The pilot consists of an Advanox reactor, hydrogen peroxide dosing and mixing, catalytic filter beds, cleaning in place functions, power supply, PLC, and a dose of clever engineering. All put together with the help of Jotem Waterbehandeling. The reactor is specially designed for advanced oxidation with UV/HP in wastewater. Extensive modelling and 48 UV-lamps ensures optimal treatment with a high throughput compared to other types of reactors. The prototype currently used in the pilot can handle flows at up to about 150 m3/h in wastewater conditions.
Nouryon will supply the hydrogen peroxide required in this project. The company performed the initial laboratory scale tests in cooperation with IVL Swedish Environmental Research Institute (IVL Svenska Mijlöinstitutet) on a cocktail of pharmaceuticals which showed a >70 % conversion already at relatively low UV and hydrogen peroxide dose.
The pilot arrived from the Netherlands in Växjö in the end of July 2019 and the research officially started Tuesday 6th of August 2019 for a month long trial. It was kicked off with a series of shorter tests at different UV and hydrogen peroxide doses, before being set up for the longer trials which will run until the beginning of September 2019.

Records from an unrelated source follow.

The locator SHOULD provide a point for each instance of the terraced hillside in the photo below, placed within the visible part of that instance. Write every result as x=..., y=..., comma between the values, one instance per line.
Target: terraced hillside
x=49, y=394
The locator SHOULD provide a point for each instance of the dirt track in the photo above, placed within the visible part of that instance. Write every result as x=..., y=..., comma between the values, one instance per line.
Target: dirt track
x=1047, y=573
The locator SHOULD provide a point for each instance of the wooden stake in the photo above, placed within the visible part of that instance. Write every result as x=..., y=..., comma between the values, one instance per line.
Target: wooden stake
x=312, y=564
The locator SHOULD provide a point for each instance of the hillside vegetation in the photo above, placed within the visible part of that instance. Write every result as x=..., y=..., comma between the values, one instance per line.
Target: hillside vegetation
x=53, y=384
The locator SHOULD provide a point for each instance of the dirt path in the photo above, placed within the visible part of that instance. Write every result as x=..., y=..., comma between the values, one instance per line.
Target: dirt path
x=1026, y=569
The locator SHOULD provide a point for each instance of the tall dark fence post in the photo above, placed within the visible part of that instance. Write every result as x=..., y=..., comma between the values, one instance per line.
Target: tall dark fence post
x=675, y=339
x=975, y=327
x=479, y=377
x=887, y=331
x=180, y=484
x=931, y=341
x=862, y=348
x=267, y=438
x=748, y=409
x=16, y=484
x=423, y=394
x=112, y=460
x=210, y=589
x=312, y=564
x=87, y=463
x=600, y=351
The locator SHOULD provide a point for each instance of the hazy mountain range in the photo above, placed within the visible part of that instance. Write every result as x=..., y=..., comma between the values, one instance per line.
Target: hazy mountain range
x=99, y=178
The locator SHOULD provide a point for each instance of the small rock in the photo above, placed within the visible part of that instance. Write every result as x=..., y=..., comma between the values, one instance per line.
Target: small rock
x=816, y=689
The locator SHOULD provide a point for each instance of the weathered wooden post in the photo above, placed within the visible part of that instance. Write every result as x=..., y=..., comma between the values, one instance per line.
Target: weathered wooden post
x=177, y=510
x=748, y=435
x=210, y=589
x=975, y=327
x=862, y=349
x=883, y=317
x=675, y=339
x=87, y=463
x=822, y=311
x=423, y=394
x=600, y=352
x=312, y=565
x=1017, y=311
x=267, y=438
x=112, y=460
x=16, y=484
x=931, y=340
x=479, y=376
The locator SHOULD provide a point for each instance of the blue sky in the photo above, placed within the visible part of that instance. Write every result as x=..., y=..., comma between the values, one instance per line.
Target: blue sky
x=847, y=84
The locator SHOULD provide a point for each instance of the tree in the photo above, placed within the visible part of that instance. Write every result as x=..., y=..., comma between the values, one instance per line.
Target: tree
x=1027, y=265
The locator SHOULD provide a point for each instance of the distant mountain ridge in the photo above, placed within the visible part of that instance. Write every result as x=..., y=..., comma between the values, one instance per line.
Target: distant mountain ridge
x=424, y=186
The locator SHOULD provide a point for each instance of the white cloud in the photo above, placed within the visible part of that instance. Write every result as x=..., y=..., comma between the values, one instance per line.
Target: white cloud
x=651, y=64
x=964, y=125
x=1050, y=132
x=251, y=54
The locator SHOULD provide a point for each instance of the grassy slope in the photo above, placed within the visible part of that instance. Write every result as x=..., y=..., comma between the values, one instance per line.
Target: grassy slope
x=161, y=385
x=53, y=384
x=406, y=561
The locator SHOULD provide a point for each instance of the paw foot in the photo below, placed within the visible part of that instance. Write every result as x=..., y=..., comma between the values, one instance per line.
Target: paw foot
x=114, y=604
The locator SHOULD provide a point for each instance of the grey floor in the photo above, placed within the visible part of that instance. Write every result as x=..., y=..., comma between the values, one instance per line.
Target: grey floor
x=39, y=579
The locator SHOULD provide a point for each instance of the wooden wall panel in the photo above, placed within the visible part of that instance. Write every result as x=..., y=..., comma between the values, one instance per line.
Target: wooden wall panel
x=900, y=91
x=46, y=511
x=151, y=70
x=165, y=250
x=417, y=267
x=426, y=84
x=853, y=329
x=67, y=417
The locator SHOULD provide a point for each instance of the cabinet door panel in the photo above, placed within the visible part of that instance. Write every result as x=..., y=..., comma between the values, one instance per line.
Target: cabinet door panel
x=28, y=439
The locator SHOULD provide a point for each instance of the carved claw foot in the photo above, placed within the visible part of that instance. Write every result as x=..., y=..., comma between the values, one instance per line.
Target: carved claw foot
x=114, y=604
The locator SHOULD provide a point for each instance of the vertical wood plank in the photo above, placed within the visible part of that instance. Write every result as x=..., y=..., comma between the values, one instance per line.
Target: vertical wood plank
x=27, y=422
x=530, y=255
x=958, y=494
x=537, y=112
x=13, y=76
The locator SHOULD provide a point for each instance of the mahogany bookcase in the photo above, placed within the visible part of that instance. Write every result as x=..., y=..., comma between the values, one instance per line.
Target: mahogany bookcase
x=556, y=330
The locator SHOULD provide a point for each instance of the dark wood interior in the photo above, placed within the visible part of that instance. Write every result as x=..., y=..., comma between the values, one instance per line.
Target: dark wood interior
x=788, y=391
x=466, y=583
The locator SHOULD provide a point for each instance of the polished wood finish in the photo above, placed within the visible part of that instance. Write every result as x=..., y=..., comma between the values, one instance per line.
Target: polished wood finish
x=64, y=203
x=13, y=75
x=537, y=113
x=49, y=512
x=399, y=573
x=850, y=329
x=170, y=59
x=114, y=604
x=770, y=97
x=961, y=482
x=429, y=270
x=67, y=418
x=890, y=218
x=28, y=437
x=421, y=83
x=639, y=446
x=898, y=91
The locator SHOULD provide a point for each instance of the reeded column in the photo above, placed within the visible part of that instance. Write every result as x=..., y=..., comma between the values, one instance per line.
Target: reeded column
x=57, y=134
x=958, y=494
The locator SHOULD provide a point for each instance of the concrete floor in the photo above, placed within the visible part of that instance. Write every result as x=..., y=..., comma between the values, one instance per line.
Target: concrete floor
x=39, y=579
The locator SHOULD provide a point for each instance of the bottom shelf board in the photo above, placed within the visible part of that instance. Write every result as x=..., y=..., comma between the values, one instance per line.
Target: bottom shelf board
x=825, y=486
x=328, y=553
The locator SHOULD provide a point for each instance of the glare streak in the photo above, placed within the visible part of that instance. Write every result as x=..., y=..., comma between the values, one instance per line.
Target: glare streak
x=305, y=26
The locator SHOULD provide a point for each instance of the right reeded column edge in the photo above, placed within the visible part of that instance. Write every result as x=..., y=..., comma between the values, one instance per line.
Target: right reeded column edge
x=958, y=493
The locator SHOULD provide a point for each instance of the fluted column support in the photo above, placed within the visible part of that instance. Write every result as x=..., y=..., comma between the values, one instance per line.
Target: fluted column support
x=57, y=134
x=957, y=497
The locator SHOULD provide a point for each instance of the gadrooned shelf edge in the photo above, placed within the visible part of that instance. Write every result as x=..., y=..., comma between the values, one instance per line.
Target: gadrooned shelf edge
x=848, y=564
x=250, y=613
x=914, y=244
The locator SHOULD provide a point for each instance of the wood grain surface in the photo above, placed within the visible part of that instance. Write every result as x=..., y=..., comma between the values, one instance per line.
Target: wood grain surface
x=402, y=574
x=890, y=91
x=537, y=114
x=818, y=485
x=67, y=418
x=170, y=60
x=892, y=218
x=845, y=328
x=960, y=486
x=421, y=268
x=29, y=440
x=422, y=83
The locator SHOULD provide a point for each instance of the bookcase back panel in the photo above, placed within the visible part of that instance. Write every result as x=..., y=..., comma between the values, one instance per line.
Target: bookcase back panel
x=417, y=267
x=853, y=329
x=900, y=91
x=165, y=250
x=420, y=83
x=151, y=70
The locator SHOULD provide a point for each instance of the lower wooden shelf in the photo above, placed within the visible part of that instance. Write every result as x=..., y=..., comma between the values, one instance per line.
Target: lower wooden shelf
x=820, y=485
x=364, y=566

The results will be compiled into a report which will make their way to both IVL Swedish Environmental Research Institute and the Swedish Environmental Protection Agency (Naturvårdsverket) where it will be compared to other technologies for advanced water treatment and pharmaceutical removal.
Inside the Advanox reactor the UV light splits the hydrogen peroxide molecules (H2O2) into highly reactive hydroxyl radicals (OH) which in turn break down the pharmaceuticals. After the radicals are formed the breakdown of pharmaceuticals happens in the matter of milliseconds. To further ensure the water quality any rests of hydrogen peroxide are removed after the pharmaceutical removal by passing the water through a catalytic filter bed. The hydrogen peroxide is then split up into water and oxygen leaving only clean water to enter the environment.